II) L’existentialisme en situation ou l’amorce des thèmes majeurs de la pièce

 

A) le thème du regard : l’obligation d’affronter la vérité

 

- L’absence de miroir et de fenêtre dans la chambre est tout de suite remarquée par Garcin qui ironise aussitôt : « Et pourquoi se regarderait-on dans les glaces ? ». Il enchaîne en affirmant : « je regarde la situation en face », phrase qu’il répète plus loin comme pour se persuader lui-même qu’il va pouvoir assumer sa nouvelle condition. Le verbe « regarder » est donc employé de manière polysémique : la vue et la recherche de la vérité. Dans ce lieu-là, on ne peut voir son image matérielle mais uniquement s’efforcer de comprendre quelque chose en « regardant » à l’intérieur de soi-même.

- C’est pourquoi, il n’y a pas de « coupure », c’est-à-dire pas de nuit, pas de sommeil et donc pas de lit et l’électricité branchée en permanence ! « Les yeux ouverts. Pour toujours. Il fera grand jour dans mes yeux. Et dans ma tête ».

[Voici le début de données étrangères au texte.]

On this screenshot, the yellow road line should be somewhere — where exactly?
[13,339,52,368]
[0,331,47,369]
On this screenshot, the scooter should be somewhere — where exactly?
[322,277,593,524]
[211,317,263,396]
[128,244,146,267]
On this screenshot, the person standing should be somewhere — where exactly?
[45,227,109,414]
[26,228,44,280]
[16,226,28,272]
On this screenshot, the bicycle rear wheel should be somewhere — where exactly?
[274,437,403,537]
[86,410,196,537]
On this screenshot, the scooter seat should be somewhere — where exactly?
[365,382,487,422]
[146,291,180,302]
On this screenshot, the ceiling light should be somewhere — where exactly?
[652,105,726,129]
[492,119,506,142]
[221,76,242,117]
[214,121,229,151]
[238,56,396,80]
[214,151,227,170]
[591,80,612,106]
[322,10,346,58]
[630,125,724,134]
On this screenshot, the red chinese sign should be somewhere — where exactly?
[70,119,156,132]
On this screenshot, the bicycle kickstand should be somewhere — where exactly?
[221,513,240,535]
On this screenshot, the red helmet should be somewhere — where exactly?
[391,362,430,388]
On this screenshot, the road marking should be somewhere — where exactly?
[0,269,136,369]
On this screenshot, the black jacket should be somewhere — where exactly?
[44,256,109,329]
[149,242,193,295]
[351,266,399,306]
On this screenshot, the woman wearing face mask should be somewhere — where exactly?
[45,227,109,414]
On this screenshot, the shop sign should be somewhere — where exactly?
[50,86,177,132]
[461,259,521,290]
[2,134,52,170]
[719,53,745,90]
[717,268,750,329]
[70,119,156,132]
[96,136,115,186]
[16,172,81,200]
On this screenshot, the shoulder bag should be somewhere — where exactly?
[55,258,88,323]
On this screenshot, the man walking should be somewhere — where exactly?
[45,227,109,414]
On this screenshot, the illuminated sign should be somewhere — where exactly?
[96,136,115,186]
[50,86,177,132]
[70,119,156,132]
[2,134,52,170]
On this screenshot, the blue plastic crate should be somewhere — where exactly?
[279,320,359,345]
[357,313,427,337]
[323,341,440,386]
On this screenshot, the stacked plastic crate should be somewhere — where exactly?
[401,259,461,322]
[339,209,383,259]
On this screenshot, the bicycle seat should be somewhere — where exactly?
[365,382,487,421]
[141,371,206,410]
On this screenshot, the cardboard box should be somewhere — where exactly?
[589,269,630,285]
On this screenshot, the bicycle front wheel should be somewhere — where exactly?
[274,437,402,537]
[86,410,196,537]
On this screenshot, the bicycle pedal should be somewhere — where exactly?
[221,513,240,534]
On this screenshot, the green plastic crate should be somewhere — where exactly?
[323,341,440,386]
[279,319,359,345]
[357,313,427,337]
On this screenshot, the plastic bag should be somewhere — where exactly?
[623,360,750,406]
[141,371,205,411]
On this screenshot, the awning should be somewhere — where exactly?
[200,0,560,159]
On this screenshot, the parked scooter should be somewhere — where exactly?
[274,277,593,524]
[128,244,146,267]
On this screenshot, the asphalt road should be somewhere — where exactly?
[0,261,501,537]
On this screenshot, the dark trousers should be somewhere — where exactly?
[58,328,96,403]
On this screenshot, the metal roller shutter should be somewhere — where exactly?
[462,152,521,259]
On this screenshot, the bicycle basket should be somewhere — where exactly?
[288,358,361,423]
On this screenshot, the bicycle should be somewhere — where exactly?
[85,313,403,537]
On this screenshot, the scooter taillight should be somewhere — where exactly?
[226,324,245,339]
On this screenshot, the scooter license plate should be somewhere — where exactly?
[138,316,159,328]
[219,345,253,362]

- Garcin va se livrer à un singulier éloge du sommeil et du rêve : « là-bas il y avait les nuits ; Je dormais. J’avais le sommeil douillet. Par compensation. Je me faisais faire des rêves simples. Il y avait une prairie … Une prairie, c’est tout. Je rêvais que je me promenais dedans ». Le sommeil semble réparer autre chose que la simple fatigue. « Par compensation » intrigue, tout comme les « situations fausses » qu’adorait Garcin, comme il le reconnaît dès le début. D’ailleurs, sans sommeil, il s’inquiète : « Comment pourrai-je me supporter ? ». Garcin va-t-il être contraint à une introspection permanente pour examiner sa vie et sans doute ses fautes ?

 

B) La privation de liberté et d’action

 

- Les objets résistent et n’obéissent plus à leur usage. Ainsi, le bronze de Barbedienne, trop lourd, ne peut être soulevé pour être jeté contre la lampe pour l’éteindre. Un coupe-papier est là qui ne sert apparemment à rien puisqu’il n’y a pas de livres à couper (les pages des livres n’étaient pas découpées dans les années 40). La sonnette est capricieuse et ne fonctionne pas régulièrement. Tout semble détraqué et absurde.

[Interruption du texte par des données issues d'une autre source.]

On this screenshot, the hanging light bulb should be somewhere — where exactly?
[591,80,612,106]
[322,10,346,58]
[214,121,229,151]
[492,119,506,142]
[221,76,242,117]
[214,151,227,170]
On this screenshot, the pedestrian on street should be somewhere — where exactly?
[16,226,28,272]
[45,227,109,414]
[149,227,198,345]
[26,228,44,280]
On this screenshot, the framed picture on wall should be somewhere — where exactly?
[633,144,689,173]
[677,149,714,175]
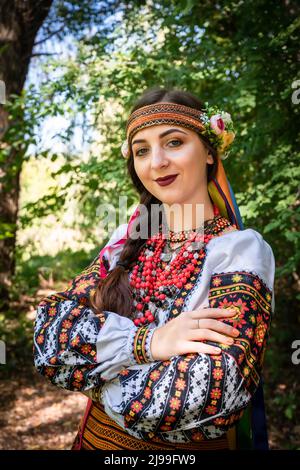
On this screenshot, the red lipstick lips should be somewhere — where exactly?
[155,175,178,186]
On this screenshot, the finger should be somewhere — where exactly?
[189,329,234,345]
[190,308,236,319]
[182,341,222,354]
[196,318,240,338]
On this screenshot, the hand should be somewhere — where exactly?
[150,308,239,361]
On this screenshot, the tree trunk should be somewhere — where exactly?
[0,0,53,308]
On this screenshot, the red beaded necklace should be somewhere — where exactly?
[130,205,230,326]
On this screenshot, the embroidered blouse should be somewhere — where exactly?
[34,220,275,442]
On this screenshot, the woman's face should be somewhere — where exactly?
[132,124,213,205]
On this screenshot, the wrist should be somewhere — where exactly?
[133,325,156,364]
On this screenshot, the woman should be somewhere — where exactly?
[34,88,275,450]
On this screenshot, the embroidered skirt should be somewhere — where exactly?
[71,402,235,451]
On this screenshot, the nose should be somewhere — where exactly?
[151,146,169,170]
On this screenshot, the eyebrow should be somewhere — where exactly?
[131,129,188,145]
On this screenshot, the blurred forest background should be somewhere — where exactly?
[0,0,300,449]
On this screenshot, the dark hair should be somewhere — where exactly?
[90,87,218,317]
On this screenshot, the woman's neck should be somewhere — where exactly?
[164,195,214,232]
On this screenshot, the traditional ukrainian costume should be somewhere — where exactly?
[34,102,275,450]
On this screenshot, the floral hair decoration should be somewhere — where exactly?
[121,102,235,160]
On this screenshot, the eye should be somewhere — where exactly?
[135,139,182,157]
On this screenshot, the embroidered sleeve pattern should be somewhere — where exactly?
[113,272,272,441]
[133,325,154,364]
[33,258,106,391]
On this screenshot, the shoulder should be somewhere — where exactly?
[207,228,275,288]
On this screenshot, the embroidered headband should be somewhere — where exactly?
[121,102,235,160]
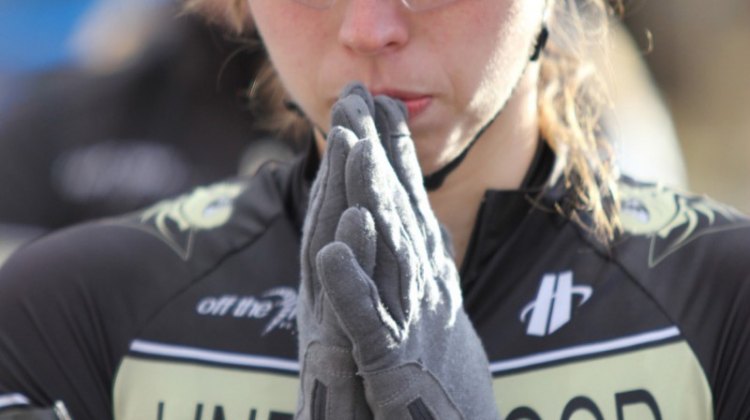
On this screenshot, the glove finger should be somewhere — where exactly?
[331,85,378,141]
[374,96,451,270]
[336,207,377,278]
[317,242,398,354]
[346,141,428,326]
[301,127,357,302]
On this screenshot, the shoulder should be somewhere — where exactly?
[614,179,750,412]
[0,156,306,287]
[619,178,750,274]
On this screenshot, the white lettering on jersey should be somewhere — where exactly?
[195,287,297,335]
[520,271,592,337]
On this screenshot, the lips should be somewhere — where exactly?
[372,89,432,120]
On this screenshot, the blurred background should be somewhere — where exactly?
[0,0,750,261]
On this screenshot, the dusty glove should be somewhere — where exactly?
[317,87,499,420]
[295,116,372,420]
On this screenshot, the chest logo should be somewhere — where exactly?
[520,271,592,337]
[195,287,297,335]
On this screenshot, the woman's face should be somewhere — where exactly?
[248,0,544,172]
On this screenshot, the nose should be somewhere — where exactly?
[339,0,409,55]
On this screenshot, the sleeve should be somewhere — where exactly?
[705,260,750,420]
[0,228,119,419]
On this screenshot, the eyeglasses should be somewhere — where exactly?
[292,0,459,12]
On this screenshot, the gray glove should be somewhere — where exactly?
[314,86,499,420]
[295,88,372,420]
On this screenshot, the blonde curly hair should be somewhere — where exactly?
[185,0,624,243]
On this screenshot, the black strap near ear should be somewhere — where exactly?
[424,24,549,191]
[530,25,549,61]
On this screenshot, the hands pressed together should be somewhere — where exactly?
[296,84,499,420]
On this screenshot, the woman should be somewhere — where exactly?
[0,0,750,419]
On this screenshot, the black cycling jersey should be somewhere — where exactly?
[0,143,750,420]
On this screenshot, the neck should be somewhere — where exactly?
[429,71,539,266]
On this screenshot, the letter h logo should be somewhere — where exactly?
[520,271,592,337]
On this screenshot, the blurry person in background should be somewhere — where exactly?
[0,0,750,420]
[0,0,296,261]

- Le lieu ne donne pas sur l’extérieur : pas de fenêtre, des couloirs derrière la porte et encore des couloirs. La porte est verrouillée. Impossible de s’échapper.

- Garcin est donc prisonnier et n’a aucune possibilité de « divertissement » au sens de Pascal. Même la visite du garçon est aléatoire. Va-t-il se retrouver seul face à lui-même pour l’éternité, sans repos, sans activité et sans liberté ? C’est bien ce qu’il redoute et il se met à frapper frénétiquement contre la porte dès la sortie du garçon.

 

La scène d’exposition est mystérieuse à bien des égards : incertitude sur la nature réelle du lieu malgré une forte présomption qu’il s’agisse d’un enfer spécial. On ne sait rien du rôle exact du garçon, ni s’il va revenir. Quant à Garcin, on sent qu’il a quelque chose à se reprocher mais on ne sait pas quoi. Cependant on se doute que cet enfer sera psychologique et moral et que « avoir les yeux toujours ouverts », l’enfermement, l’absence d’occupation et peut-être la solitude éternelle risquent de rendre fou Garcin ou de l’anéantir. La force de cette scène c’est qu’elle laisse planer bien des incertitudes et soulève bien des questions : pourquoi une telle insistance sur le thème du regard ? Apparemment le regard fixe du garçon a gêné Garcin, il n’y a donc pas que le fait de ne pas pouvoir se voir lui-même qui est en cause. Sartre introduit très habilement sa problématique du jugement d’autrui et de soi-même. C’est pour cette raison que Garcin va avoir « de la visite » et  ses visiteuses et « colocataires » vont le regarder comme lui-même va aussi le faire et là, va vraiment commencer l’enfer. Le regard, c’est le symbole de la recherche de la vérité mais c’est surtout ce qui met l’homme en relation et en interaction avec les autres. On n’existe que par le regard des autres et leur jugement. Peut-on se cacher et mentir quand tous les artifices de la vie  disparaissent ? A-t-on des comptes à rendre aux autres ? Ce sont bien là les enjeux de la pièce et de l’existentialisme en action et en représentation.